Nach dem Urteil müsse neu priorisiert werden, für was Geld ausgegeben werde, sagte Wissing. Das finde derzeit statt und sei eine Kernaufgabe der Politik.
Die Jungen Liberalen haben Finanzminister Christian Lindner (FDP) zur Einhaltung der Schuldenbremse in den kommenden zwei Jahren aufgefordert. "Für das kommende Haushaltsjahr ist eine Notsituation, die die Aussetzung der Schuldenbremse begründen könnte, nicht absehbar. Wir erwarten von Christian Lindner als FDP-Vorsitzendem deshalb ein klares Bekenntnis zur Einhaltung der Schuldenbremse in den Jahren 2024 und 2025″, teilte die Vorsitzende der FDP-Jugendorganisation, Franziska Brandmann, am Freitag mit. Steuererhöhungen schlossen die Jungen Liberalen aus.

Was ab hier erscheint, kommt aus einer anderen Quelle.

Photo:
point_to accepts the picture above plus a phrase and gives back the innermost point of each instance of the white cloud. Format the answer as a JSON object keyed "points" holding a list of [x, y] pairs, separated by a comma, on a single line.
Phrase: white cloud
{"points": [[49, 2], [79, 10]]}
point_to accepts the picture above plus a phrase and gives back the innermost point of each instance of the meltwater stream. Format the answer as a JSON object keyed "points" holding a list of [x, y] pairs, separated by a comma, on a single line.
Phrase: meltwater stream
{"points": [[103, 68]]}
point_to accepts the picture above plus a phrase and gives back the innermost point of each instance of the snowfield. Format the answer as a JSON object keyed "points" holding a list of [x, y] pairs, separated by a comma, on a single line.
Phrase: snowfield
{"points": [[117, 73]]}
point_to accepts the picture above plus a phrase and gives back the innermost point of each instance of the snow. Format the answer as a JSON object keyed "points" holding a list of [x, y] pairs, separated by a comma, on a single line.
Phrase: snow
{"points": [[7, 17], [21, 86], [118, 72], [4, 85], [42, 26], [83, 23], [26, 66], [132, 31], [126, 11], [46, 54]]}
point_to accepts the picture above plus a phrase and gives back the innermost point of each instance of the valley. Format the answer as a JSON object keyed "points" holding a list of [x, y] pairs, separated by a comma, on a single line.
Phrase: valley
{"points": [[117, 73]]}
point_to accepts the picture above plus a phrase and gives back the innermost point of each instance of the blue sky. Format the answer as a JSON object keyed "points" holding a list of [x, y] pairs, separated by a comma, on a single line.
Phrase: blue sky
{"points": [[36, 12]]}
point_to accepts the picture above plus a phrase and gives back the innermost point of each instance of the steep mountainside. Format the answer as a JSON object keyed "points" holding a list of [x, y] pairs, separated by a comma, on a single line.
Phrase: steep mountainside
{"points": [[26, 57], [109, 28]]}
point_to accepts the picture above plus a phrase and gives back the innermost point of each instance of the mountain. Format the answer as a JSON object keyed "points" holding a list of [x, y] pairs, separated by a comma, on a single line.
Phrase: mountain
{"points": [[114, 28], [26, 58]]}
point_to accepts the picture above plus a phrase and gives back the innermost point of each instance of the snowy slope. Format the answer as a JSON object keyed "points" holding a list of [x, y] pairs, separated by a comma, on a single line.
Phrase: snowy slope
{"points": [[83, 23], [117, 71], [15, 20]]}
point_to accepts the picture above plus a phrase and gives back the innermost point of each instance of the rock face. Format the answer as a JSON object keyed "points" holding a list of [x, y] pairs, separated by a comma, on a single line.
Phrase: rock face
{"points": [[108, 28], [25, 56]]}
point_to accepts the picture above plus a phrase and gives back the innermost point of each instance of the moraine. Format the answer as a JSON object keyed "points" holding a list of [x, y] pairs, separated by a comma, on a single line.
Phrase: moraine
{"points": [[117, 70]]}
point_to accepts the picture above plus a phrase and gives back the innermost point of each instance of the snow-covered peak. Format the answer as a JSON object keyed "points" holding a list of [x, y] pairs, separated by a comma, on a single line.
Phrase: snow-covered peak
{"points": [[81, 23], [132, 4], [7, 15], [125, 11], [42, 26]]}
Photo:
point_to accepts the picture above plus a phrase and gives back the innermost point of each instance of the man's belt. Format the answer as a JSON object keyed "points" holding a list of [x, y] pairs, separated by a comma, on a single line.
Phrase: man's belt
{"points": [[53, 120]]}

Nach dem Karlsruher Haushaltsurteil will die Ampel-Koalition für dieses Jahr die Ausnahmeregelung der Schuldenbremse nutzen. Lindner hatte am Donnerstag angekündigt, er werde dem Kabinett in der kommenden Woche einen Nachtragshaushalt vorlegen. Die Bundesregierung werde dem Bundestag vorschlagen, eine außergewöhnliche Notlage zu erklären. Damit sollen in diesem Jahr bereits genutzte Kredite nachträglich rechtlich abgesichert werden.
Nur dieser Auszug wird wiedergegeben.